Author, Gender Trouble, Bodies that Matter, Who’s Afraid of Gender
Judith Butler is a post-structuralist philosopher and queer theorist. They are most famous for their notion of gender performativity, but their work ranges from literary theory, modern philosophical fiction, feminist and sexuality studies, to 19th- and 20th-century European literature and philosophy, Kafka and loss, mourning and war.

 

Ep 2: Frans de Waal

Author, Chimpanzee Politics, Different: Gender Through the Eyes of a Primatologist
Dr. Frans B. M. de Waal is a Dutch/American behavioral biologist and primatologist known for his work on the behavior and social intelligence of primates.

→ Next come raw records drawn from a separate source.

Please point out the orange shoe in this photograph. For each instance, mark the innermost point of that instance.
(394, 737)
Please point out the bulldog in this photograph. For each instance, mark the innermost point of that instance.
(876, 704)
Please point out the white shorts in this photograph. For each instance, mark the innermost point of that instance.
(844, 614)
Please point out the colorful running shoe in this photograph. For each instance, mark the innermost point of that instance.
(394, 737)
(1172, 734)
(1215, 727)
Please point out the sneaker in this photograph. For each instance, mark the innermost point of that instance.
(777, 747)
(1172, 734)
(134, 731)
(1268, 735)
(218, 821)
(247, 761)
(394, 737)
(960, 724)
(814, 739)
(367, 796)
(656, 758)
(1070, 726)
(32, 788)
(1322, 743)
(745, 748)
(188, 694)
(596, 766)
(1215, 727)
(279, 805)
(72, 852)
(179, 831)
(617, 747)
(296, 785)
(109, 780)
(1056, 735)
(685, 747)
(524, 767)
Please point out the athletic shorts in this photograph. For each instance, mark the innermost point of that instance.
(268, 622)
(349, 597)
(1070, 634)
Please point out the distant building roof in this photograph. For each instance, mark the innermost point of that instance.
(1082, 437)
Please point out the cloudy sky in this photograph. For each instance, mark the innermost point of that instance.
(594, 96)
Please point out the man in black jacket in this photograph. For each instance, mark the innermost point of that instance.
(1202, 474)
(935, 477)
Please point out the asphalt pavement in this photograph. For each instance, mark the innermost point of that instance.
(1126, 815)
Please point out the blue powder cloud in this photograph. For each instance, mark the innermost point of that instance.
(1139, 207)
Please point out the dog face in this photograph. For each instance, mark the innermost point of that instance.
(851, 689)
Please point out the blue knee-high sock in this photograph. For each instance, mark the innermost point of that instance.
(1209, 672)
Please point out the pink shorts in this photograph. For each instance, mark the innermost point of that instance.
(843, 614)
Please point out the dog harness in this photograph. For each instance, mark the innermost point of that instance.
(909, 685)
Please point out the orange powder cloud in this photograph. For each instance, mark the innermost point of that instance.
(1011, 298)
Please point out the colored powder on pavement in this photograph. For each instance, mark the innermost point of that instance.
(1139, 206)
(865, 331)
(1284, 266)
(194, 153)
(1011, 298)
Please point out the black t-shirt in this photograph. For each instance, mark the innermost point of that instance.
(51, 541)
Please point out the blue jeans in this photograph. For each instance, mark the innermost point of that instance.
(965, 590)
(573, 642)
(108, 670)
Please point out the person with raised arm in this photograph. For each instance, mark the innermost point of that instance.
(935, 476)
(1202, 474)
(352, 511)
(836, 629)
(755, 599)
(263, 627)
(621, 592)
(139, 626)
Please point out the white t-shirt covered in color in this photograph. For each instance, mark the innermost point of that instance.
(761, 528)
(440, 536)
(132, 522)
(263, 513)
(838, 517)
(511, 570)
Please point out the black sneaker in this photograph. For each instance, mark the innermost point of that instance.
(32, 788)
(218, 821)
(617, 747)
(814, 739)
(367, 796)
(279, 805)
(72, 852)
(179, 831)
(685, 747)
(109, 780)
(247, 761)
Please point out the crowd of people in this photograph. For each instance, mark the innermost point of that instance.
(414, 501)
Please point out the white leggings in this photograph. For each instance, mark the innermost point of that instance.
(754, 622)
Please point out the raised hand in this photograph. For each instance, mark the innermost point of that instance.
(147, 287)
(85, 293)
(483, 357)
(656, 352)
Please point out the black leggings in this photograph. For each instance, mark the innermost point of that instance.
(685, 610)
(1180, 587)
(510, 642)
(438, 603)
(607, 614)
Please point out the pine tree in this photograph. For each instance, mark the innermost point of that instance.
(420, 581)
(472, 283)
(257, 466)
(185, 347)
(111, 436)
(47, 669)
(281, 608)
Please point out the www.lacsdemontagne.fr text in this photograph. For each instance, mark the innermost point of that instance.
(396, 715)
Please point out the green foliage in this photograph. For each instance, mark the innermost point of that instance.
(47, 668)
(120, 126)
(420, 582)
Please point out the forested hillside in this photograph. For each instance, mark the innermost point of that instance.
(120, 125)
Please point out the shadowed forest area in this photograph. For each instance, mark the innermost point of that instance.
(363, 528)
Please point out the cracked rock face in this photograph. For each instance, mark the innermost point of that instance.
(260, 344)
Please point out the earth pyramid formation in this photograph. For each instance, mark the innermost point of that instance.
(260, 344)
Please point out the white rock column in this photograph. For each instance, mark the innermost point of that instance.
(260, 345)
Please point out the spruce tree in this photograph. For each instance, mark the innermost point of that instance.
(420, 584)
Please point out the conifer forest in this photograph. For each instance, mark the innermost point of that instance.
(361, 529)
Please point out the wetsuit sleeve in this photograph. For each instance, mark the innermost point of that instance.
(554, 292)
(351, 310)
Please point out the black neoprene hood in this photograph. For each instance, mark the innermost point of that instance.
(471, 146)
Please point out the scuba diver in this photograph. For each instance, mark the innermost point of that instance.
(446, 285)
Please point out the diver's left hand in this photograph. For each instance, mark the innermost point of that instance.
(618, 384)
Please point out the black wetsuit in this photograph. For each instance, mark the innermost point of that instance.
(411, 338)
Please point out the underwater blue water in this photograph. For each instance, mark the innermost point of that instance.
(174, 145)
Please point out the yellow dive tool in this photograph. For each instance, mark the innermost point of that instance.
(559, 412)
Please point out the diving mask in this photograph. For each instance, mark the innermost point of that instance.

His first book, Chimpanzee Politics (1982), compared the schmoozing and scheming of chimpanzees involved in power struggles with that of human politicians.

 

Ep 3: Bessel van der Kolk

Author, The Body Keeps the Score
Bessel van der Kolk MD spends his career studying how children and adults adapt to traumatic experiences and has translated emerging findings from neuroscience and attachment research to develop and study a range of treatments for traumatic stress in children and adults.

 

Ep 4: Chip Conley

Author, The Rebel Rules: Daring to Be Yourself in Business, Wisdom@Work: The Making of a Modern Elder

Chip Conley, founder of the Modern Elder Academy, the first midlife wisdom school and New York Times bestselling author, reflects on the dynamics of age, wisdom, and curiosity in the ever-evolving world.

 

Ep 5: Temple Grandin

Author, Visual Thinking, The Autistic Brain, Animals in Translation

Temple Grandin is an American academic and animal behaviourist. She is a prominent proponent of the humane treatment of livestock for slaughter and the author of more than 60 scientific papers on animal behaviour. She is a fierce proponent of the idea that there are many types of thinkers and that society must strive to accept all of them, drawing from her own experience with autism.